Here the contempt finding was made outside of the presence of the jury. The trial court explained the finding of contempt to the jury saying only that there had been no basis in fact for the last question asked by trial counsel. The trial court gave a cautionary instruction directing the jury to disregard the question. Further, trial counsel neither moved for a mistrial nor asked for a curative instruction. Although trial counsel did take exception to the trial court's ruling, he did not do so out of concern that the jury had been contaminated. Thus, under the facts of this case, there is no reversible error.
3. Defendant's final enumeration urges the general grounds. “A person commits the offense of child molestation when he or she does any immoral or indecent act to or in the presence of or with any child under the age of 16 years with the intent to arouse or satisfy the sexual desires of either the child or the person.” OCGA § 16-6-4(a).

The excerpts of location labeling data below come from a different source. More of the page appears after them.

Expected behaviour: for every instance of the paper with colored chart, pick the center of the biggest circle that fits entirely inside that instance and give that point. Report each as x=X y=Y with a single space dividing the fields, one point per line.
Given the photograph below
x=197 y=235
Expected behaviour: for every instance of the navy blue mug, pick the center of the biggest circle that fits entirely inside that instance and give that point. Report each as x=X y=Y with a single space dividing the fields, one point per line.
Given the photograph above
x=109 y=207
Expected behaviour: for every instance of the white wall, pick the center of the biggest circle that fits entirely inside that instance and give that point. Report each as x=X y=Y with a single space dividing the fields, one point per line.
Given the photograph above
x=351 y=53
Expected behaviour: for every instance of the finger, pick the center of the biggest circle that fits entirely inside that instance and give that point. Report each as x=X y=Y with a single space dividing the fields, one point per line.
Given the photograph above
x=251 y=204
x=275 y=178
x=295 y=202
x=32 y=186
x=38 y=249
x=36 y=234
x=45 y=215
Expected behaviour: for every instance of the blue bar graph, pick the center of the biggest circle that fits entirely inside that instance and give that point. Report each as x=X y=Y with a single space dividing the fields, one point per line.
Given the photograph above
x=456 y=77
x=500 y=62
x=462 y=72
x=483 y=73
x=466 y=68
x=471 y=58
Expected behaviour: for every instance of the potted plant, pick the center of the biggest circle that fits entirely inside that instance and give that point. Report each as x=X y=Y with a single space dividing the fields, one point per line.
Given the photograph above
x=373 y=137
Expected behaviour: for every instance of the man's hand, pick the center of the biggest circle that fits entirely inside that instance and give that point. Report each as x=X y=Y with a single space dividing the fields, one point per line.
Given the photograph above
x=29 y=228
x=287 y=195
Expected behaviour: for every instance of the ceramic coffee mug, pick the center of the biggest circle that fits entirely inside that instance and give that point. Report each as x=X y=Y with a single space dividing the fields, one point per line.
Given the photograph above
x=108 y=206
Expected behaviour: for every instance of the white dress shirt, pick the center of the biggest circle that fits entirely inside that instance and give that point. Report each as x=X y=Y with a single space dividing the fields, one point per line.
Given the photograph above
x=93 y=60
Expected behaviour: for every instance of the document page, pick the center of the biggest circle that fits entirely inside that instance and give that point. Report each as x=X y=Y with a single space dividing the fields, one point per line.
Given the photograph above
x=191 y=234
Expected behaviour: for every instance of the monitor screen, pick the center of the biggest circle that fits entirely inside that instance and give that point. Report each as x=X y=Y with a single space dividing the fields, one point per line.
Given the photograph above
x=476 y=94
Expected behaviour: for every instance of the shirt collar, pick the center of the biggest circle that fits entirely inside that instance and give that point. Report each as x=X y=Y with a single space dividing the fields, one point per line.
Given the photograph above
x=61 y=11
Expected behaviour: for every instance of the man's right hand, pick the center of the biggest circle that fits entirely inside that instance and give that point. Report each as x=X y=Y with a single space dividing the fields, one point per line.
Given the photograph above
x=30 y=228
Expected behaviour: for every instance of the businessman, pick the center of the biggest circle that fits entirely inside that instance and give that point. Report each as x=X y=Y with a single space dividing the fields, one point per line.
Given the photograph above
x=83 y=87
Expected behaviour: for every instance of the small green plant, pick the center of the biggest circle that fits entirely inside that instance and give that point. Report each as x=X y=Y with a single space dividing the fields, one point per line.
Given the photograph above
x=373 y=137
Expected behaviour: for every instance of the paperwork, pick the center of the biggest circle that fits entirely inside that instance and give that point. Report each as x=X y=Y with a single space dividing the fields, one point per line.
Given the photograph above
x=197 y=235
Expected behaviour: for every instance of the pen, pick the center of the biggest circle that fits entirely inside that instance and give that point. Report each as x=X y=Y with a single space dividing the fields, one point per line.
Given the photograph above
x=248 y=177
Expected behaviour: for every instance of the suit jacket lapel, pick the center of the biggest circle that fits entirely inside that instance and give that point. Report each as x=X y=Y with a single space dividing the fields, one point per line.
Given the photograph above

“On appeal from a criminal conviction, the evidence must be construed in the light most favorable to the verdict, and the appellant (defendant here) no longer enjoys a presumption of innocence; moreover, an appellate court does not weigh the evidence or determine witness credibility but only determines whether the evidence is sufficient under the standard of Jackson v. Virginia, 443 U.S. 307, 99 S.Ct. 2781, 61 L.Ed.2d 560. Conflicts in the testimony of witnesses, including the State's witnesses, [are] a matter of credibility for the jury to resolve. As long as there is some competent evidence, even though contradicted, to support each fact necessary to make out the State's case, the jury's verdict will be upheld.” (Citations and punctuation omitted.) Turner v. State, 223 Ga.App. 448, 449(1)(a), 477 S.E.2d 847.
Howard v. State, 227 Ga.App. 5, 8(6)(a), 488 S.E.2d 489.
The testimony of a victim of child molestation or aggravated child molestation need not be corroborated. Turner v. State, 223 Ga.App. at 449 (1)(b), 477 S.E.2d 847, supra; Toles v. State, 202 Ga.App. 815(1), 415 S.E.2d 531; Saunders v. State, 195 Ga.App. 810(1), 395 S.E.2d 53; Fitzgerald v. State, 193 Ga.App. 76(2), 386 S.E.2d 914. Nevertheless, L.T.'s testimony in the case sub judice was corroborated by the letters she wrote to her mother. The evidence was sufficient under the standard of Jackson v. Virginia, supra, to authorize the jury's verdict that defendant is guilty, beyond a reasonable doubt, of child molestation as alleged in the sole count of the indictment. Dent v. State, 220 Ga.App. 147(1), 469 S.E.2d 311; Turner v. State, 223 Ga.App. 448, 477 S.E.2d 847, supra.
McMURRAY, Presiding Judge.
ANDREWS, P.J., and RUFFIN, J., concur.